When talking about the Incas, most people think of Peru or the Andes. But it is important to not use them interchangeably because they don’t mean exactly the same. The cultural process in the Andes started over 5,000 years ago and saw smaller communities joining up to become nations which in turn formed empires: Wari and Tiahuanaco first and the Incas some time later. This process included Andean nations in what is now Ecuador, Peru, Bolivia, and parts of Chile and Argentina.
Like in other places where civilization started, the Andean people domesticated some staple foods that allowed them to grow faster. In this case, potatoes and corn were the fuel that sustained the rapid development of the area. As the population grew, two crafts became important: pottery and textile weaving. The latter using cotton and wool from the local camelids: mostly alpacas and llamas.

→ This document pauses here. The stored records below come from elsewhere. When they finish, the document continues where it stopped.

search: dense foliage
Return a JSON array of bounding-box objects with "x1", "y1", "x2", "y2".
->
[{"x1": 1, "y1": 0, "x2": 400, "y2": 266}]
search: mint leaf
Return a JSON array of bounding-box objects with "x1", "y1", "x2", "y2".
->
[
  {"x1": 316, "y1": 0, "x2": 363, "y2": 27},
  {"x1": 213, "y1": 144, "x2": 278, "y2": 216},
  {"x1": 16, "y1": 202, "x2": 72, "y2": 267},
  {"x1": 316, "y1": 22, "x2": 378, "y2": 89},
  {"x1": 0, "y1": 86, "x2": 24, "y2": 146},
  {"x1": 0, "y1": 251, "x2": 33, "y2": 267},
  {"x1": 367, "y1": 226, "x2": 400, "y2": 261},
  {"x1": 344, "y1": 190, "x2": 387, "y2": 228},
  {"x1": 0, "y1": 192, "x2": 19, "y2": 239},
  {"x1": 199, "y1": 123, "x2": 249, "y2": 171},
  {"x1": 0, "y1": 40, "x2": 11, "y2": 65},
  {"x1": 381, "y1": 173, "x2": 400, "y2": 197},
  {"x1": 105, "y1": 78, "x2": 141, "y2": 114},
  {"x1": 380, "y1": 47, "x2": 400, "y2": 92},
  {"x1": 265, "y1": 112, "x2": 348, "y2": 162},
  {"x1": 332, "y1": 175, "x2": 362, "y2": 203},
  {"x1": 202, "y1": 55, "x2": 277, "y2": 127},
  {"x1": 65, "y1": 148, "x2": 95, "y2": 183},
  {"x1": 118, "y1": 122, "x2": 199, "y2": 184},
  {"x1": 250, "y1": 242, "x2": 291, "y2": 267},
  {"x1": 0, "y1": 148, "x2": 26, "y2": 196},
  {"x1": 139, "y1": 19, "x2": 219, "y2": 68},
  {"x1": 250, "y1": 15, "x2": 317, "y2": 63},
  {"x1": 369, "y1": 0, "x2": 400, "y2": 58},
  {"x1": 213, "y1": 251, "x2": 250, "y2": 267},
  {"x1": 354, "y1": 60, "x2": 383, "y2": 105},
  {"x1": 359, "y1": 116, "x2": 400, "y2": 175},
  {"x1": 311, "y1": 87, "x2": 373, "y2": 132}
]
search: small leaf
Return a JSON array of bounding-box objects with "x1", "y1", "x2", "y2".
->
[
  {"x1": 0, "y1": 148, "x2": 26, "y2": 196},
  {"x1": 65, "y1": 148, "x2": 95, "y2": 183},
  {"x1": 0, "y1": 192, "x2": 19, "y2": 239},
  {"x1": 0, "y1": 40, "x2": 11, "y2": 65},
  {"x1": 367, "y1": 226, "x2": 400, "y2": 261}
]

The Andes is a region of contradictions. With hot deserts and cold mountains, beautiful but inhospitable, it forced early civilizations to maximize their resources. Thus, textiles were used in every way possible: as blankets, dresses, containers and bags, quipus (knotted device for record-keeping) and funeral shrouds. They were used for everything. And that makes them more meaningful.
Andean textiles are the canvas on which the local people weave our culture. So it is not surprising that they get personalized. Funeral shrouds had motifs related to the deceased, clothes use the colors of the town of origin of the person wearing them, textiles used as presents would have icons or drawings indicating good wishes, etc.